Roque infiltrated Brothers to the Rescue by insinuating himself into the
exile community—going so far as to write a book for the Cuban American
National Foundation detailing his escape from the island—and marrying a
local woman as cover. The day before the deadly flight, Roque declined
an invitation to participate in the mission and informed his wife that
he would be away on business. A day later, he reappeared on Cuban state
television to denounce the Brothers as "terrorists" of the empire.

It is perhaps unintentional, but Shoot Down reasserts the controversy
and complexity of the Clinton years, often obscured in hindsight by the
salaciousness of the Lewinsky scandal and the failures of the Bush
presidency. From our vantage point, it's easy to forget that Clinton
sanctioned the liberal use of heavily militarized federal agents at Ruby
Ridge, Waco, and during the seizure of Elian Gonzales from a Florida
residence. He also reversed a 30-year old American policy treating those
fleeing Cuba as political refugees.

It was this change, we learn, that precipitated Brothers to the Rescue's
shift from search-and-rescue operations in the Florida Straits to direct
confrontation with the Castro regime. (Prior to the shoot down, Brothers
dropped pro-democracy leaflets from within Cuban airspace, to be carried
by the wind to shore.) Under pressure from Castro, the Clinton
administration revised the 1966 Cuban Adjustment act, reclassifying
those fleeing Cuba from political refugees to illegal immigrants worthy
of repatriation—unless they managed to reach American shores. This was
the birth of the "wet foot-dry foot" policy, under which individuals
would be returned to Cuba if picked up at sea. This was also the death
of Brothers to the Rescue's previously cordial relationship with U.S.
authorities.

The Clinton administration's response to the shoot-down crisis, hotly
argued by the documentary's on-screen surrogates, is found by all to be
deficient. That leaves viewer wondering what, short of sending F-16s on
sorties over Havana, the appropriate response to such hostile acts
should have been. It is clear, though, that, as Rep. Lincoln Diaz-Balart
(R-Fla.) argues in the film, had such an event been perpetrated by the
apartheid government of South Africa or Pinochet's Chile, the level of
public outrage surely would have been greater.

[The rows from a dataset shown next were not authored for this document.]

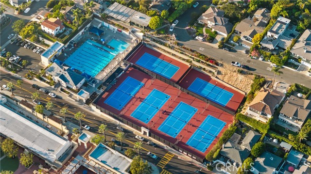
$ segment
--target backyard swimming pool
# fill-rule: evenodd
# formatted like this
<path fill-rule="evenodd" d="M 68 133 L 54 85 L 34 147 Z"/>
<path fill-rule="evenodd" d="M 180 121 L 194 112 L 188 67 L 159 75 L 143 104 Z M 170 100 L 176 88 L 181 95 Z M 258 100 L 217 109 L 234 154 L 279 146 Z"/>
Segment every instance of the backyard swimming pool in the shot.
<path fill-rule="evenodd" d="M 125 42 L 115 39 L 107 45 L 110 48 L 87 39 L 65 61 L 65 63 L 94 77 L 129 46 Z"/>

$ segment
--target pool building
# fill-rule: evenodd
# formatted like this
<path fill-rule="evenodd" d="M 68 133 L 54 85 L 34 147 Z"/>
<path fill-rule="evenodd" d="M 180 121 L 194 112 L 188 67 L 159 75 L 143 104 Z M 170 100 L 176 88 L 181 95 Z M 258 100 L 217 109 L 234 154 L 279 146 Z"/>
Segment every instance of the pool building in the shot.
<path fill-rule="evenodd" d="M 41 55 L 42 64 L 45 66 L 48 66 L 53 61 L 55 56 L 57 56 L 60 54 L 63 47 L 64 44 L 58 41 L 55 42 Z"/>
<path fill-rule="evenodd" d="M 132 159 L 102 143 L 98 144 L 88 157 L 112 172 L 120 174 L 129 174 L 132 161 Z"/>

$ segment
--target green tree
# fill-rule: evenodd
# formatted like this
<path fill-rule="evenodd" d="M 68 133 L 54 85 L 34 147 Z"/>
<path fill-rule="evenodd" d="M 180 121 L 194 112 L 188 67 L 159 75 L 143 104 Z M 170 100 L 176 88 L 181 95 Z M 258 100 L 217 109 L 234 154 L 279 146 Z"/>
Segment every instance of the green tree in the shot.
<path fill-rule="evenodd" d="M 134 149 L 137 149 L 138 154 L 139 155 L 139 150 L 142 148 L 142 142 L 137 142 L 134 144 Z"/>
<path fill-rule="evenodd" d="M 124 140 L 125 136 L 124 133 L 122 132 L 118 132 L 116 136 L 117 140 L 118 140 L 118 141 L 120 141 L 120 142 L 121 142 L 121 151 L 123 150 L 123 144 L 122 141 Z"/>
<path fill-rule="evenodd" d="M 33 93 L 31 95 L 31 98 L 33 100 L 35 100 L 35 101 L 37 102 L 37 103 L 38 103 L 38 99 L 39 98 L 40 98 L 40 94 L 39 94 L 37 91 Z"/>
<path fill-rule="evenodd" d="M 14 94 L 13 94 L 13 87 L 14 87 L 14 85 L 12 82 L 8 82 L 6 84 L 6 86 L 7 87 L 11 90 L 12 92 L 12 95 L 13 95 Z"/>
<path fill-rule="evenodd" d="M 60 111 L 59 111 L 59 113 L 61 114 L 61 115 L 64 117 L 64 120 L 65 120 L 65 121 L 66 121 L 66 116 L 65 115 L 66 114 L 66 112 L 67 112 L 68 108 L 68 107 L 63 107 L 63 108 L 62 108 Z"/>
<path fill-rule="evenodd" d="M 51 113 L 52 113 L 52 110 L 53 109 L 53 108 L 54 108 L 54 104 L 52 102 L 49 101 L 47 103 L 47 105 L 45 106 L 45 108 L 47 110 L 50 110 Z"/>
<path fill-rule="evenodd" d="M 135 152 L 134 150 L 132 149 L 127 149 L 125 152 L 124 154 L 126 156 L 126 157 L 132 158 L 136 154 L 136 152 Z"/>
<path fill-rule="evenodd" d="M 34 162 L 34 154 L 30 152 L 24 151 L 20 154 L 19 162 L 21 165 L 26 167 L 30 166 Z"/>
<path fill-rule="evenodd" d="M 12 26 L 13 32 L 16 33 L 18 34 L 19 32 L 25 27 L 25 21 L 24 19 L 18 19 L 13 22 Z"/>
<path fill-rule="evenodd" d="M 163 10 L 162 12 L 161 12 L 161 17 L 164 19 L 167 19 L 169 17 L 169 11 L 166 10 Z"/>
<path fill-rule="evenodd" d="M 17 80 L 16 81 L 16 85 L 18 86 L 20 89 L 21 89 L 21 92 L 23 93 L 23 95 L 24 95 L 24 99 L 25 101 L 26 100 L 26 96 L 25 96 L 25 94 L 24 93 L 24 89 L 23 89 L 23 81 L 20 79 Z"/>
<path fill-rule="evenodd" d="M 13 140 L 8 138 L 1 142 L 1 150 L 12 158 L 17 156 L 18 148 L 14 144 Z"/>
<path fill-rule="evenodd" d="M 254 145 L 251 150 L 251 154 L 255 157 L 259 157 L 261 154 L 264 152 L 265 145 L 264 143 L 259 142 Z"/>
<path fill-rule="evenodd" d="M 79 121 L 80 122 L 80 128 L 82 129 L 82 125 L 81 124 L 81 119 L 86 117 L 86 115 L 81 111 L 78 111 L 75 114 L 74 114 L 74 118 L 76 120 Z"/>
<path fill-rule="evenodd" d="M 306 131 L 300 131 L 297 136 L 299 139 L 299 142 L 301 142 L 302 140 L 307 140 L 307 138 L 308 138 L 308 132 Z"/>
<path fill-rule="evenodd" d="M 132 174 L 151 174 L 153 171 L 147 160 L 144 162 L 140 156 L 133 158 L 130 170 Z"/>
<path fill-rule="evenodd" d="M 98 132 L 100 133 L 103 134 L 104 135 L 104 137 L 105 138 L 105 140 L 106 140 L 106 131 L 108 130 L 107 125 L 105 124 L 101 124 L 100 125 L 99 127 L 98 127 Z"/>
<path fill-rule="evenodd" d="M 283 72 L 280 71 L 280 69 L 282 68 L 282 66 L 277 66 L 277 67 L 273 67 L 271 69 L 271 71 L 272 71 L 274 75 L 273 76 L 273 81 L 272 81 L 272 88 L 273 88 L 273 86 L 274 85 L 275 80 L 276 79 L 276 75 L 277 75 L 279 76 L 280 74 L 283 74 Z"/>
<path fill-rule="evenodd" d="M 156 30 L 162 26 L 163 20 L 158 16 L 153 16 L 149 22 L 149 27 L 151 29 Z"/>

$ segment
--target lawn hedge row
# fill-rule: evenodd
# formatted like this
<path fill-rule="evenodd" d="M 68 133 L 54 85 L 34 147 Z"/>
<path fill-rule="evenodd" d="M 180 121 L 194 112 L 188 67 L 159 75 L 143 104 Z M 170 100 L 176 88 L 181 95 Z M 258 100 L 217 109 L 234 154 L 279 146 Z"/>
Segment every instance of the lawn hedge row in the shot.
<path fill-rule="evenodd" d="M 237 114 L 236 117 L 238 120 L 259 130 L 261 133 L 266 133 L 270 128 L 269 122 L 266 124 L 262 123 L 241 113 Z"/>
<path fill-rule="evenodd" d="M 294 149 L 304 154 L 308 155 L 311 155 L 311 147 L 307 145 L 299 142 L 292 142 L 286 138 L 281 136 L 272 130 L 269 130 L 268 132 L 268 134 L 274 138 L 277 139 L 279 141 L 282 141 L 290 144 Z"/>
<path fill-rule="evenodd" d="M 213 147 L 205 157 L 206 158 L 208 161 L 211 161 L 215 159 L 217 157 L 218 153 L 220 151 L 220 148 L 222 147 L 223 144 L 225 143 L 229 138 L 233 134 L 237 129 L 237 127 L 231 126 L 227 130 L 226 130 L 220 138 L 216 145 Z M 216 154 L 215 154 L 216 153 Z"/>

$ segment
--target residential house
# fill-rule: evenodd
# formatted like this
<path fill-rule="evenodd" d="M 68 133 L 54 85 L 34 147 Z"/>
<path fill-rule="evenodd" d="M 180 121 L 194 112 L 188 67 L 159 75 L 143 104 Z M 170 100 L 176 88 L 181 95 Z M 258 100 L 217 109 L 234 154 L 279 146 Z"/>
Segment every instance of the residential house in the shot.
<path fill-rule="evenodd" d="M 171 6 L 172 2 L 171 0 L 157 0 L 153 1 L 150 4 L 149 9 L 152 10 L 155 10 L 157 11 L 159 14 L 161 15 L 161 13 L 163 10 L 168 11 Z"/>
<path fill-rule="evenodd" d="M 249 105 L 245 115 L 266 123 L 285 97 L 278 91 L 261 88 Z"/>
<path fill-rule="evenodd" d="M 297 132 L 302 127 L 311 111 L 310 100 L 291 95 L 284 102 L 276 123 Z"/>
<path fill-rule="evenodd" d="M 277 174 L 283 159 L 268 152 L 264 152 L 255 160 L 251 171 L 255 174 Z"/>
<path fill-rule="evenodd" d="M 286 161 L 290 164 L 294 165 L 295 166 L 295 168 L 297 168 L 299 165 L 300 161 L 301 161 L 301 159 L 303 157 L 303 153 L 293 149 L 288 154 Z"/>
<path fill-rule="evenodd" d="M 65 88 L 69 87 L 75 90 L 79 89 L 86 81 L 84 77 L 76 73 L 69 67 L 62 66 L 54 63 L 45 72 L 52 76 L 53 80 L 59 82 Z"/>
<path fill-rule="evenodd" d="M 254 36 L 263 32 L 270 18 L 270 11 L 261 8 L 255 12 L 253 18 L 247 18 L 240 22 L 235 28 L 235 32 L 241 35 L 238 42 L 240 45 L 250 48 Z"/>
<path fill-rule="evenodd" d="M 198 18 L 198 22 L 226 37 L 232 30 L 233 25 L 228 22 L 229 19 L 224 17 L 224 11 L 210 7 Z"/>
<path fill-rule="evenodd" d="M 306 30 L 291 49 L 291 53 L 295 58 L 311 62 L 311 30 Z"/>
<path fill-rule="evenodd" d="M 290 22 L 291 20 L 288 18 L 278 17 L 260 42 L 262 46 L 270 50 L 278 49 L 278 47 L 287 49 L 292 43 L 292 40 L 299 34 L 299 32 L 295 31 L 296 26 L 290 25 Z"/>
<path fill-rule="evenodd" d="M 53 36 L 61 33 L 65 29 L 63 22 L 55 18 L 50 18 L 44 20 L 41 23 L 41 29 L 43 32 Z"/>
<path fill-rule="evenodd" d="M 228 158 L 236 167 L 241 166 L 244 160 L 248 157 L 250 150 L 258 142 L 261 135 L 253 130 L 250 130 L 245 138 L 240 142 L 239 138 L 230 138 L 225 144 L 223 145 L 220 154 Z"/>

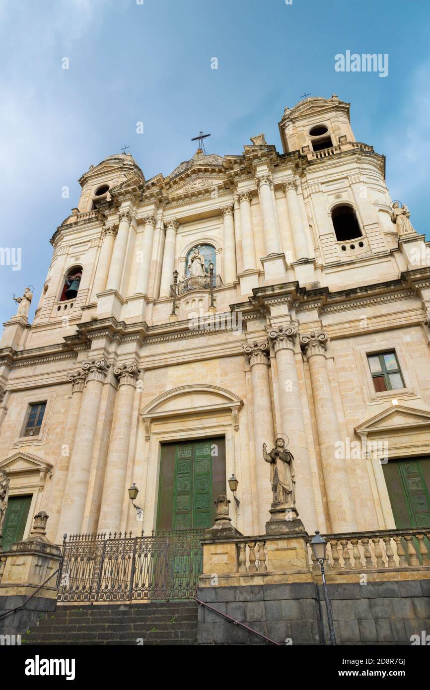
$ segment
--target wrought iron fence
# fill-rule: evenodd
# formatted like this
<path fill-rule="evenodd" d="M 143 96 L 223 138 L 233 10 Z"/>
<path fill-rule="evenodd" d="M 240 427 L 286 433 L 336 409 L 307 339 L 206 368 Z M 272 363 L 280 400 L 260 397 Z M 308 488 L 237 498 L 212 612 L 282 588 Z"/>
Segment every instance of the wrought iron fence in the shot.
<path fill-rule="evenodd" d="M 61 602 L 189 599 L 203 571 L 202 530 L 121 538 L 72 535 L 63 549 Z"/>

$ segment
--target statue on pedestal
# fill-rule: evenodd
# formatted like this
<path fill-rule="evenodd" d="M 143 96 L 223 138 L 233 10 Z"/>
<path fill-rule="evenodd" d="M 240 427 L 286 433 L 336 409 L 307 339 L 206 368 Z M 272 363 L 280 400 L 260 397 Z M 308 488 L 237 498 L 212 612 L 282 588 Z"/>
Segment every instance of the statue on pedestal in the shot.
<path fill-rule="evenodd" d="M 263 444 L 263 457 L 271 464 L 271 482 L 273 492 L 273 503 L 284 503 L 295 506 L 295 475 L 294 458 L 285 448 L 285 442 L 280 437 L 275 440 L 275 448 L 267 452 L 267 445 Z"/>
<path fill-rule="evenodd" d="M 28 316 L 28 311 L 30 310 L 30 305 L 31 304 L 31 301 L 33 298 L 33 293 L 32 293 L 30 288 L 26 288 L 24 290 L 24 294 L 21 297 L 16 297 L 14 295 L 13 299 L 19 305 L 18 310 L 16 313 L 16 316 L 25 316 L 26 318 Z"/>
<path fill-rule="evenodd" d="M 409 220 L 410 215 L 411 211 L 406 204 L 404 204 L 402 206 L 400 201 L 393 201 L 391 204 L 391 220 L 395 224 L 395 228 L 400 237 L 404 235 L 409 235 L 411 233 L 415 233 L 412 227 L 412 224 Z"/>

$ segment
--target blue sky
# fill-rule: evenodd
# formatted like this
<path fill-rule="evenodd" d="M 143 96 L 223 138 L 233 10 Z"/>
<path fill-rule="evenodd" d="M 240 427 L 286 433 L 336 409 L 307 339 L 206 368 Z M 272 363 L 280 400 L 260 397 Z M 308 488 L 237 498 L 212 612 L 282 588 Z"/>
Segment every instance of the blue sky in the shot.
<path fill-rule="evenodd" d="M 166 175 L 200 130 L 208 152 L 262 131 L 281 151 L 277 123 L 305 90 L 351 103 L 356 139 L 387 155 L 391 196 L 429 236 L 428 0 L 139 1 L 0 0 L 0 246 L 22 248 L 21 270 L 0 266 L 1 322 L 30 284 L 32 317 L 90 165 L 127 144 L 147 179 Z M 335 72 L 346 50 L 388 53 L 388 76 Z"/>

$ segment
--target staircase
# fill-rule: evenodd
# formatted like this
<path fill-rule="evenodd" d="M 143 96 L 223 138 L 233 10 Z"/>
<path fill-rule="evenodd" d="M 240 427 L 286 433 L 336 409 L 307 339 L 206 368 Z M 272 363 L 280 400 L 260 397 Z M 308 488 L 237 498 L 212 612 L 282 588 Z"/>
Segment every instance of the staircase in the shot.
<path fill-rule="evenodd" d="M 198 604 L 186 602 L 148 604 L 79 604 L 57 606 L 23 635 L 23 644 L 197 644 Z"/>

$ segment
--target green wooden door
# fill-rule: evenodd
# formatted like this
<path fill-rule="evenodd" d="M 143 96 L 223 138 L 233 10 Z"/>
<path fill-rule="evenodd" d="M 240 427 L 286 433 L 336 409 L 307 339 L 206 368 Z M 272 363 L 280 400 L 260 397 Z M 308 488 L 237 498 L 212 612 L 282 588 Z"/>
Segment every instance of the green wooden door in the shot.
<path fill-rule="evenodd" d="M 213 502 L 225 493 L 224 438 L 163 445 L 157 531 L 211 527 L 215 518 Z"/>
<path fill-rule="evenodd" d="M 430 457 L 382 465 L 395 526 L 430 526 Z"/>
<path fill-rule="evenodd" d="M 2 546 L 8 551 L 14 542 L 20 542 L 28 517 L 32 496 L 10 496 L 3 524 Z"/>

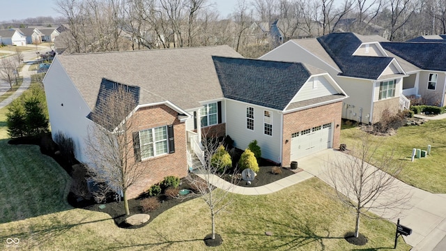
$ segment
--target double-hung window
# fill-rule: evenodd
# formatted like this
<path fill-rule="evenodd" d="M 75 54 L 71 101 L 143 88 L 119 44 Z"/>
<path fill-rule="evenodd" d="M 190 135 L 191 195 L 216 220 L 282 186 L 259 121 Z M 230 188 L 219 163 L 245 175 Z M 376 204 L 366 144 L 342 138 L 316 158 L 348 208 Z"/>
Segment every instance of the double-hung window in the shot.
<path fill-rule="evenodd" d="M 160 126 L 140 131 L 139 144 L 143 160 L 169 153 L 167 127 Z"/>
<path fill-rule="evenodd" d="M 254 107 L 246 107 L 246 128 L 254 130 Z"/>
<path fill-rule="evenodd" d="M 263 133 L 272 136 L 272 113 L 270 111 L 263 111 Z"/>
<path fill-rule="evenodd" d="M 204 105 L 201 109 L 201 126 L 216 125 L 218 123 L 217 103 Z"/>
<path fill-rule="evenodd" d="M 397 81 L 390 80 L 380 82 L 379 86 L 379 100 L 383 100 L 395 96 Z"/>
<path fill-rule="evenodd" d="M 438 75 L 437 73 L 429 73 L 429 79 L 427 82 L 427 89 L 435 90 L 435 86 L 437 85 L 437 77 Z"/>

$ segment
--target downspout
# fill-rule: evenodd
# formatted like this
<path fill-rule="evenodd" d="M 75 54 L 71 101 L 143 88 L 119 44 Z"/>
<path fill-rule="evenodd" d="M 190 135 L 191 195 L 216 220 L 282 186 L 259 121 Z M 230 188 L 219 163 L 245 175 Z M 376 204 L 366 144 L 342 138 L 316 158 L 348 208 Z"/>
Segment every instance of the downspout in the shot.
<path fill-rule="evenodd" d="M 373 123 L 373 118 L 374 118 L 374 105 L 375 103 L 375 85 L 376 84 L 376 82 L 374 80 L 371 81 L 372 83 L 372 88 L 371 88 L 371 105 L 370 105 L 370 116 L 369 116 L 369 123 Z"/>
<path fill-rule="evenodd" d="M 203 144 L 201 144 L 201 120 L 200 119 L 201 116 L 201 109 L 203 108 L 200 108 L 197 111 L 197 118 L 195 118 L 197 120 L 197 134 L 198 135 L 197 143 L 200 147 L 203 146 Z"/>
<path fill-rule="evenodd" d="M 442 107 L 445 106 L 445 95 L 446 94 L 446 93 L 445 93 L 446 91 L 446 73 L 444 73 L 444 75 L 445 75 L 445 84 L 443 84 L 443 95 L 441 96 Z"/>
<path fill-rule="evenodd" d="M 282 133 L 280 133 L 280 155 L 279 156 L 279 162 L 282 163 L 282 166 L 284 167 L 282 160 L 284 160 L 284 113 L 277 112 L 280 114 L 280 128 L 282 128 Z M 291 141 L 290 141 L 291 144 Z"/>

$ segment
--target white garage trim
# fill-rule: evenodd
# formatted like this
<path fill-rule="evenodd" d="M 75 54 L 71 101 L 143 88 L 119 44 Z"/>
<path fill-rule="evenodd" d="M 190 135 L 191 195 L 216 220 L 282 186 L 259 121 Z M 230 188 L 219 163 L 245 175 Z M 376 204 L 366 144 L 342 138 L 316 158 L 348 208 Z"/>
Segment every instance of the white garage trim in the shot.
<path fill-rule="evenodd" d="M 292 133 L 290 159 L 295 160 L 332 148 L 332 131 L 333 126 L 328 123 Z"/>

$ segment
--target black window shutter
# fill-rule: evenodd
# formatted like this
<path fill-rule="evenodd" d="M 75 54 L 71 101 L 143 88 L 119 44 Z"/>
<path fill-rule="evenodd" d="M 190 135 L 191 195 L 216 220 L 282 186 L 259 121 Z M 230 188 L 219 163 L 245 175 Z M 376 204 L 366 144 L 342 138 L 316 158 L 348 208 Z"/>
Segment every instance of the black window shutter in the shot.
<path fill-rule="evenodd" d="M 175 153 L 175 139 L 174 137 L 174 125 L 167 126 L 167 137 L 169 138 L 169 153 Z"/>
<path fill-rule="evenodd" d="M 139 132 L 132 133 L 133 151 L 134 151 L 134 161 L 141 161 L 141 148 L 139 146 Z"/>
<path fill-rule="evenodd" d="M 217 102 L 217 116 L 218 116 L 218 123 L 222 123 L 222 101 Z"/>

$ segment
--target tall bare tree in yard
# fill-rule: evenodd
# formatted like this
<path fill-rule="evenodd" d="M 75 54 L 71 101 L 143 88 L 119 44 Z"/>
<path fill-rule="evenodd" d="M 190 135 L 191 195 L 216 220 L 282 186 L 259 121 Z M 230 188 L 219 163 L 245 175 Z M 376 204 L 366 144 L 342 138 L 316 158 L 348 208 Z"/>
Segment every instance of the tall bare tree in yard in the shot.
<path fill-rule="evenodd" d="M 345 158 L 334 160 L 328 167 L 328 178 L 336 190 L 337 198 L 350 208 L 356 217 L 355 237 L 360 234 L 360 218 L 369 217 L 369 211 L 382 217 L 393 218 L 405 208 L 410 199 L 408 191 L 397 185 L 402 162 L 393 153 L 378 157 L 379 146 L 371 135 L 357 136 L 360 142 Z"/>
<path fill-rule="evenodd" d="M 199 195 L 201 195 L 210 211 L 212 232 L 210 236 L 205 238 L 205 241 L 209 241 L 206 244 L 220 245 L 222 239 L 221 236 L 215 233 L 215 216 L 231 202 L 229 195 L 233 188 L 233 182 L 228 183 L 226 187 L 222 188 L 217 188 L 213 185 L 222 178 L 224 174 L 227 173 L 231 167 L 226 165 L 224 157 L 213 158 L 217 153 L 220 146 L 215 137 L 205 137 L 202 143 L 203 151 L 197 153 L 199 163 L 194 165 L 194 173 L 200 174 L 201 178 L 196 174 L 191 174 L 187 178 L 191 186 L 197 190 Z M 234 176 L 232 175 L 232 177 Z"/>
<path fill-rule="evenodd" d="M 108 191 L 122 192 L 125 213 L 129 215 L 128 189 L 144 172 L 134 160 L 134 124 L 129 116 L 137 104 L 137 92 L 133 87 L 113 83 L 112 87 L 101 86 L 98 96 L 91 114 L 94 124 L 89 126 L 86 139 L 89 162 L 85 164 L 93 181 L 105 185 L 96 195 Z"/>

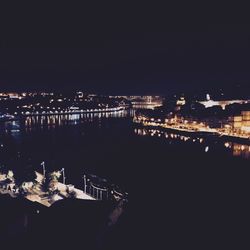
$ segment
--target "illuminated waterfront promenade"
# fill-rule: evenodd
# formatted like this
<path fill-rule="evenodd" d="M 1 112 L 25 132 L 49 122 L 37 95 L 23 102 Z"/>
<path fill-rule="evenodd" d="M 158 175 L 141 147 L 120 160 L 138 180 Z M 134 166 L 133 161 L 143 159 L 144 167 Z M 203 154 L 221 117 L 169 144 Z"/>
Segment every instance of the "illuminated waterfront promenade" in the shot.
<path fill-rule="evenodd" d="M 210 128 L 203 122 L 200 123 L 196 121 L 190 122 L 188 120 L 181 118 L 165 119 L 165 121 L 162 122 L 161 119 L 146 118 L 144 116 L 135 116 L 133 121 L 135 123 L 147 127 L 169 129 L 176 132 L 199 134 L 200 136 L 216 135 L 218 137 L 226 137 L 227 139 L 233 139 L 233 140 L 240 139 L 244 140 L 245 142 L 250 142 L 249 133 L 239 133 L 236 131 L 229 131 L 224 128 Z"/>

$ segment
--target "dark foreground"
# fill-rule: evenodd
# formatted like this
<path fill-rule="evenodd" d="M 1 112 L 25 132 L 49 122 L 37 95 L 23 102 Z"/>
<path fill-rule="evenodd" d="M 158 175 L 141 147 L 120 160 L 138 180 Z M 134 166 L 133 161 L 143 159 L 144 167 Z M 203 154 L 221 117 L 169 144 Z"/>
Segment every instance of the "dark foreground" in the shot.
<path fill-rule="evenodd" d="M 72 147 L 70 159 L 71 166 L 98 166 L 98 175 L 108 172 L 126 186 L 129 205 L 117 224 L 107 227 L 112 206 L 106 203 L 66 201 L 37 214 L 30 203 L 23 207 L 11 199 L 7 205 L 0 197 L 2 244 L 8 249 L 249 248 L 249 160 L 219 144 L 209 144 L 205 152 L 206 144 L 111 130 L 112 136 L 101 130 L 91 140 L 85 136 L 86 147 L 78 147 L 79 153 Z M 76 133 L 74 142 L 78 138 Z M 70 152 L 74 144 L 62 145 Z M 21 219 L 26 213 L 32 214 L 28 222 Z M 13 229 L 12 222 L 27 227 Z"/>

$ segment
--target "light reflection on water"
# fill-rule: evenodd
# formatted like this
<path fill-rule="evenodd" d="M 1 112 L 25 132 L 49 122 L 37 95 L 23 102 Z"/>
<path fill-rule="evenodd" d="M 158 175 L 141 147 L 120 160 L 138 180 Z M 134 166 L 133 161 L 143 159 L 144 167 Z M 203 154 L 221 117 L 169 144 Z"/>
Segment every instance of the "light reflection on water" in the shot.
<path fill-rule="evenodd" d="M 174 134 L 170 132 L 163 132 L 158 129 L 134 129 L 135 134 L 139 136 L 153 136 L 165 138 L 167 140 L 179 140 L 183 142 L 199 143 L 206 145 L 206 140 L 199 137 L 189 137 L 186 135 Z M 235 143 L 235 142 L 223 142 L 223 147 L 231 155 L 250 159 L 250 145 Z"/>
<path fill-rule="evenodd" d="M 65 125 L 93 122 L 96 121 L 96 119 L 132 117 L 134 113 L 134 110 L 124 110 L 111 113 L 27 116 L 24 120 L 4 122 L 0 125 L 0 129 L 5 133 L 11 133 L 13 136 L 17 136 L 17 134 L 23 129 L 26 132 L 35 129 L 55 129 Z"/>

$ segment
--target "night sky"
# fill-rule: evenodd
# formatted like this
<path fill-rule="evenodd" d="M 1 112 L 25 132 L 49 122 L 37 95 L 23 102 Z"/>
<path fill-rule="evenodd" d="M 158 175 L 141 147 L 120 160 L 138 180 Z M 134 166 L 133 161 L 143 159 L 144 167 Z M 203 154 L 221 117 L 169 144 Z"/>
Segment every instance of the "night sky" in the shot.
<path fill-rule="evenodd" d="M 1 17 L 2 90 L 248 88 L 249 25 L 204 20 L 185 6 L 178 14 L 151 6 L 33 7 L 16 6 Z"/>

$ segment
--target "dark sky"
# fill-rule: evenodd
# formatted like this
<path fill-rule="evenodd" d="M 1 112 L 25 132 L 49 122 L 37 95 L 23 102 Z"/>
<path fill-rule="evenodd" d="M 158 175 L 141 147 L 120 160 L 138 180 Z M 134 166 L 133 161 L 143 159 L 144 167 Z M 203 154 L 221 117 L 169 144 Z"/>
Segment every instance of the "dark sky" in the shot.
<path fill-rule="evenodd" d="M 1 89 L 165 94 L 250 82 L 250 26 L 207 10 L 19 7 L 1 20 Z"/>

But arguments like those of Diaz-Balart aren't offered in isolation.
Shoot Down strives not to be seen as a "Miami exile" film, leading Khuly
to explore—and subtly reject—the Castroite perspective. The strenuous
attempt at balance is, at times, irksome. One wonders if the inclusion
of Castro hagiographer Saul Landau, who signed a recent editorial on the
Cuban revolution with the exclamation "Viva Fidel!," adds anything to
the story, other than to act as another layer of insulation against
charges of bias.

But this is a minor quibble. Unctuous fellow-travelers such as Landau
(who sheepishly confesses to the camera that Cuba's judicial system is
"less than perfect") will convince no one that destroying civilian
planes was necessary for the revolution's survival.

Almost a decade ago in reason, Kenneth Lloyd Billingsley rightly
bemoaned the film industry's lack of interest in arguably the 20th
century's greatest tragedy: the stubborn adherence of politicians,
artists, and intellectuals to the dogma of Marxism-Leninism. The recent
crop of films promises, however belatedly, to begin the process of
correction.

Currently in limited release, Shoot Down by itself will not redraw the
image of Castro-as-beneficent-leader—Michael Moore's paean to Cuban
health care was just nominated for an Oscar, after all. But every little
bit helps.

Michael C. Moynihan is an associate editor of reason.